Iliyasu Abdullahi Bah
In a rare show of unified political and traditional authority on Monday, December 1, 2025, the 19 governors of Northern Nigeria, in collaboration with the Northern Traditional Rulers’ Council, unveiled a sweeping security blueprint and placed far-reaching demands before the Federal Government to address the region’s worsening insecurity.
The resolutions were reached at an emergency summit held at the Sir Kashim Ibrahim House in Kaduna and represent the strongest collective regional intervention yet against the intertwined threats of banditry, terrorism, kidnapping and illegal mining.
In a key decision, the forum directly linked the surge in illegal mining activities to the financing and arming of criminal networks. In a joint communiqué issued after the meeting, the leaders urged President Bola Ahmed Tinubu to issue an executive order directing the Minister of Solid Minerals Development to suspend all mining activities across Northern states for an initial period of six months.

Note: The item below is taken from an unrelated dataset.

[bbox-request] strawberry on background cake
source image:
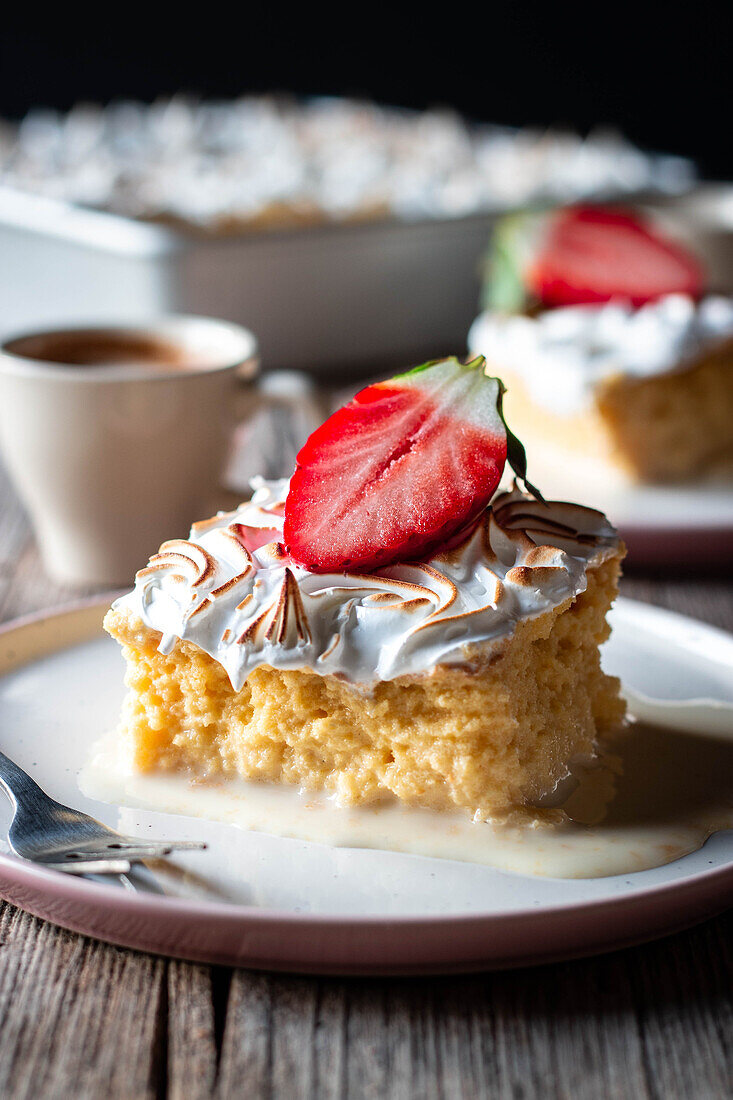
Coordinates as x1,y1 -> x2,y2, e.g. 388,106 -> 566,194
106,358 -> 624,822
469,206 -> 733,482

They further demanded an immediate and comprehensive revalidation of all existing mining licences, insisting that the process must be conducted in strict partnership with state governments, which they said are better positioned to identify illegitimate operators. The proposed suspension is aimed at cutting off a major funding source for non-state armed groups and enabling the creation of a regulated and secure mining framework.
In a move reflecting a major financial commitment to regional self-reliance, the governors and traditional rulers also announced the establishment of a Northern Regional Security Trust Fund. Under the proposed funding structure, each of the 19 Northern states will contribute N1 billion monthly, while every local government area within the states will also make a yet-to-be-determined proportional contribution.

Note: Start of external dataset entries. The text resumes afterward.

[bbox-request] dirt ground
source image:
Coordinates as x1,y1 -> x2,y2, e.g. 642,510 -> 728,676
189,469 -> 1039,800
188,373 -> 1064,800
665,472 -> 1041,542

The fund, expected to generate tens of billions of naira monthly, will be used to finance regional security operations, including the acquisition of advanced surveillance equipment, coordinated aerial patrols, expanded community policing and logistical support for security agencies operating across the North.

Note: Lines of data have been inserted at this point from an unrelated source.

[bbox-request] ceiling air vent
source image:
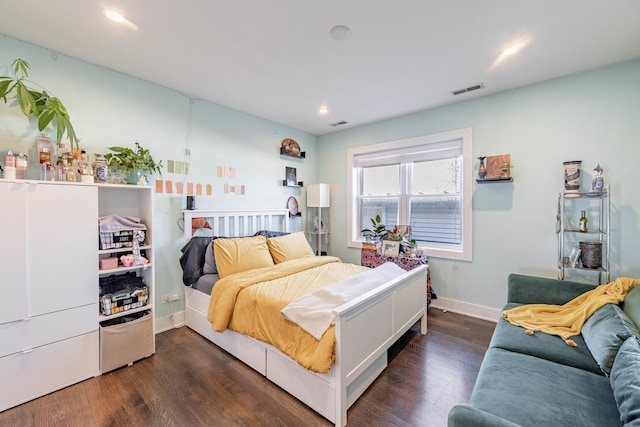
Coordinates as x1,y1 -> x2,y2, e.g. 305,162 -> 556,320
451,83 -> 484,95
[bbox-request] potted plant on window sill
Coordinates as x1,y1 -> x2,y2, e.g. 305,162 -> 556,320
360,215 -> 387,242
0,58 -> 78,149
105,142 -> 162,184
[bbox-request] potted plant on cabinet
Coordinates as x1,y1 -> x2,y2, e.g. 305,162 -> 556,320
0,58 -> 78,149
105,142 -> 162,184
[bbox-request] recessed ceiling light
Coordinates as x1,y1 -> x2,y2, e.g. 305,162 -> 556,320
104,10 -> 124,24
329,25 -> 351,40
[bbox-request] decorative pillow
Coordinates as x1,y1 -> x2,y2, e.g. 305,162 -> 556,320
611,337 -> 640,426
254,230 -> 289,239
267,231 -> 315,264
191,218 -> 211,236
622,285 -> 640,338
213,236 -> 273,278
582,304 -> 638,375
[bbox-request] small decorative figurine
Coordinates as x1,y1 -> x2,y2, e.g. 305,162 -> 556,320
591,163 -> 604,193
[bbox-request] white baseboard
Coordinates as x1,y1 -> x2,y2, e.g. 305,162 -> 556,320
429,296 -> 502,323
156,311 -> 184,334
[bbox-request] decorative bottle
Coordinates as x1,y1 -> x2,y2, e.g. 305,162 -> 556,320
578,211 -> 587,233
92,154 -> 109,184
36,133 -> 52,165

The forum also reaffirmed its longstanding call for the creation of state police. The leaders urged all federal and state lawmakers from the region to urgently prioritize and fast-track the constitutional amendments required to legalize state policing. They argued that localized police forces, accountable to state authorities, are critical to addressing community-level security challenges that overstretched federal agencies can no longer effectively manage on their own.
While advancing these demands, the communiqué struck a conciliatory tone, commending the efforts of the Tinubu administration and the sacrifices of the Nigerian Armed Forces. The leaders specifically acknowledged the recent successful rescue of abducted schoolchildren as evidence of improving operational capacity.
The governors warned that the success of the new security strategy will depend largely on the Federal Government’s response. They noted that accepting the proposals would mark a decisive shift towards cooperative federalism in security management, while any rejection or delay could deepen regional-federal tensions and prompt unilateral actions by state governments.
The coming weeks, the leaders said, will be critical in determining whether the Northern security blueprint evolves into a sustainable model for regional stabilization or becomes another flashpoint in intergovernmental relations.